User:Georgewilliamherbert/PierceLetter
From Wikipedia, the free encyclopedia
Per requests, the text of the letter I sent to NIU after the Tim Pierce NIU vandalism incident allegations broke.
[edit] The letter
To: sralston, gburns, fbryan
From: george william herbert
Subject: Allegations of NIU professor telling students to vandalize Wikipeda
Date: Jan 20, 2007 10:40 PM
Good evening.
After a spate of recent vandalism of the Wikipedia article on Northern Illinois University, a comment was made in that article's talk page that a NIU Instructor in your Communications 100 class had told his students to commit that vandalism:
The instructor is named there as "Tim Pearce", who would appear to be a misspelling of Tim Pierce, who is listed at:
http://www.comm.niu.edu/faculty/coms100.html
...as one of the instructors for the Communications 100 class.
The claim that was made that Mr Pierce is responsible was made by a new Wikipedia account and has no corroborating information in it. However, the unusual spike in vandalism of the article has led to it having to be made one of only a few dozen semi-protected (only experienced Wikipedia editors can edit it) articles out of over 1 million total articles, which is extremely unusual for a university's article. It is likely that some sort of common point of origin related to NIU has resulted in the series of vandalisms. That could easily be a bunch of students acting on their own, or a rival school's students, but the claim has been made pseudonymously that it was your instructor Mr Pierce.
I am not speaking for Wikipedia in any official capacity (I have no organizational official standing) other than as a user and editor. I would like to request that your department investigate and determine whether your instructor did in fact request or instruct his students to vandalize the articles.
While vandalism of Wikipedia articles is in most cases trivially easy (we do, in fact, allow essentially anyone not already identified as a vandal to edit almost all of the articles), that does not mean that doing so as part of an organized or directed campaign is ethical, moral, and perhaps not legal. If Mr Pierce did in fact direct his students to do that, I would hope and expect that your department will take strong actions in response. Doing this as a study to see how fast vandalism is fixed has been done before as legitimate research; asking students to do it informally to demonstrate that it's a potentially flawed information source is at best ethically challenged.

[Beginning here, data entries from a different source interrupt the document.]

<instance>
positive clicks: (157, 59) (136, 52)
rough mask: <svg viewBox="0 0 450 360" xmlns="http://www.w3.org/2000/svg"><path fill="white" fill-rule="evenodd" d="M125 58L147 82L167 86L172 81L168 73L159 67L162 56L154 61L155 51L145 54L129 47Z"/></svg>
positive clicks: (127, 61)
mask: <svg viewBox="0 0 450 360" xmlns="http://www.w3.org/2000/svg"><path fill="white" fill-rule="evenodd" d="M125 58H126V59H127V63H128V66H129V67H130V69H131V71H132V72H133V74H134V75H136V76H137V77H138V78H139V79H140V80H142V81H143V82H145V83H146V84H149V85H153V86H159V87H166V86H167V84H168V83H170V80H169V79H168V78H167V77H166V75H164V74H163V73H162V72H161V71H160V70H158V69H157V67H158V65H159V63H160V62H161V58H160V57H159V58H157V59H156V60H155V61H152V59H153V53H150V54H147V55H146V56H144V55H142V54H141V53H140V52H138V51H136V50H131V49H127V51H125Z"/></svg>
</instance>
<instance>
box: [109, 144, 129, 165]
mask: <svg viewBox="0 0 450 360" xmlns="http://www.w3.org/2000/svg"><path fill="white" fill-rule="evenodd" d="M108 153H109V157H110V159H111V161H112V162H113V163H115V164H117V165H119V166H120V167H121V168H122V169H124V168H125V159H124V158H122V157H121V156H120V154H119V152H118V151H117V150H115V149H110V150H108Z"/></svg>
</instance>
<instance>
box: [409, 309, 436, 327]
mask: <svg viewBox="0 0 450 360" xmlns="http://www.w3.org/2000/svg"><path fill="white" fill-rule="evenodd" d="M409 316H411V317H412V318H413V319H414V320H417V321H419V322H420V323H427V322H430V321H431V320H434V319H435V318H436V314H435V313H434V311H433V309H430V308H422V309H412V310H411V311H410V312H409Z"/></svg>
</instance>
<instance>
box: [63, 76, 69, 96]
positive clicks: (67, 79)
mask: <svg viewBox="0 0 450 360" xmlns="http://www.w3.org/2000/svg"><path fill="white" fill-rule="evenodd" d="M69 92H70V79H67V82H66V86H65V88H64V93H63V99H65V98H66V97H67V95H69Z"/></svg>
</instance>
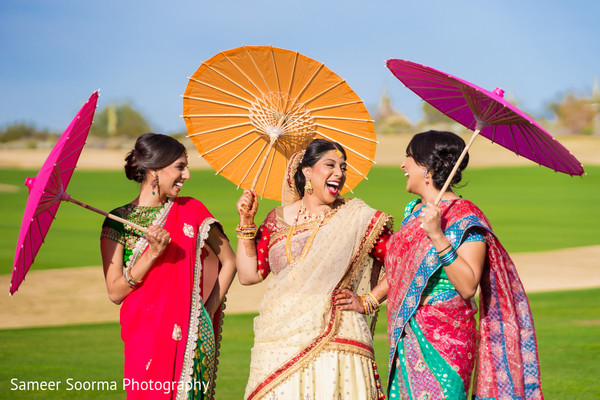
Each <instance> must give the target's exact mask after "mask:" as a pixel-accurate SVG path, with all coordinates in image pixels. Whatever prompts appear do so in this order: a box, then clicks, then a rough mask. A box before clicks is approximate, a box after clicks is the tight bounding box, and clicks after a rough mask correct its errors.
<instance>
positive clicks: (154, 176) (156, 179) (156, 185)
mask: <svg viewBox="0 0 600 400" xmlns="http://www.w3.org/2000/svg"><path fill="white" fill-rule="evenodd" d="M151 185H152V196H155V195H156V193H155V191H154V190H155V189H156V188H157V187H158V174H154V179H153V180H152V183H151Z"/></svg>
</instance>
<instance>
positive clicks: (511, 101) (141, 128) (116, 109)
mask: <svg viewBox="0 0 600 400" xmlns="http://www.w3.org/2000/svg"><path fill="white" fill-rule="evenodd" d="M599 97H600V96H598V93H597V91H596V90H595V91H594V95H593V96H592V97H591V98H589V97H587V98H586V97H579V96H576V95H575V94H573V93H568V94H567V95H565V96H564V97H563V99H562V100H561V101H556V102H552V103H550V104H549V106H548V111H549V112H550V113H551V115H552V116H553V119H543V118H536V121H537V122H538V123H539V124H540V125H542V126H543V127H545V128H546V129H548V130H549V132H550V133H552V134H555V135H563V134H583V135H600V99H599ZM510 102H511V103H513V104H515V101H514V100H510ZM373 114H374V115H373V117H374V119H375V130H376V132H377V133H378V134H379V133H380V134H401V133H414V132H415V131H416V130H419V129H423V128H426V127H437V128H440V129H452V128H453V126H455V125H456V123H455V122H454V121H452V120H450V119H449V118H448V117H446V116H445V115H443V114H442V113H440V112H439V111H438V110H436V109H435V108H433V107H431V106H430V105H429V104H428V103H423V107H422V119H421V120H420V121H418V122H416V123H412V122H411V121H409V120H408V119H407V118H406V117H405V116H404V115H403V114H402V112H400V111H396V110H394V109H393V108H392V105H391V99H390V98H389V97H387V96H386V95H385V94H384V95H383V96H382V98H381V101H380V104H379V106H378V108H377V110H376V111H375V112H374V113H373ZM150 131H152V127H151V125H150V123H149V122H148V120H147V118H146V117H144V115H143V114H142V113H141V112H140V111H138V110H136V109H135V108H134V107H133V106H132V105H131V104H129V103H122V104H114V103H113V104H109V105H107V106H106V107H104V108H102V109H101V110H99V111H98V112H96V115H95V116H94V123H93V125H92V127H91V129H90V140H88V142H91V143H90V144H91V145H95V146H99V147H119V146H123V145H124V143H126V146H129V143H130V142H131V141H132V139H134V138H136V137H137V136H139V135H140V134H142V133H145V132H150ZM61 133H62V132H51V131H49V130H47V129H38V128H37V127H36V126H35V125H34V124H31V123H26V122H15V123H11V124H6V125H5V126H2V127H0V145H5V144H9V143H15V142H18V143H20V144H21V146H20V147H37V146H40V144H48V143H52V142H54V141H56V139H57V138H58V136H59V135H60V134H61ZM172 134H173V135H174V136H176V137H178V138H182V137H184V136H185V132H177V133H172Z"/></svg>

As I said before, I have no more information to go on or give you than the comment made pseudonymously by the new Wikipedia account. I cannot vouch for the accuracy of that information and hope that you do not act until you have ascertained what actually was done. However, I urge you to investigate rapidly and forcefully to determine what, if anything, actually transpired here.
If it turns out that this was an intentional misdirection and that Mr Pierce was uninvolved, I would like to apologize in advance for any pain this request causes. However, the incident is serious and does require proper response. I give you this information and request that you investigate fairly and promptly.
Thank you for your attention in this matter.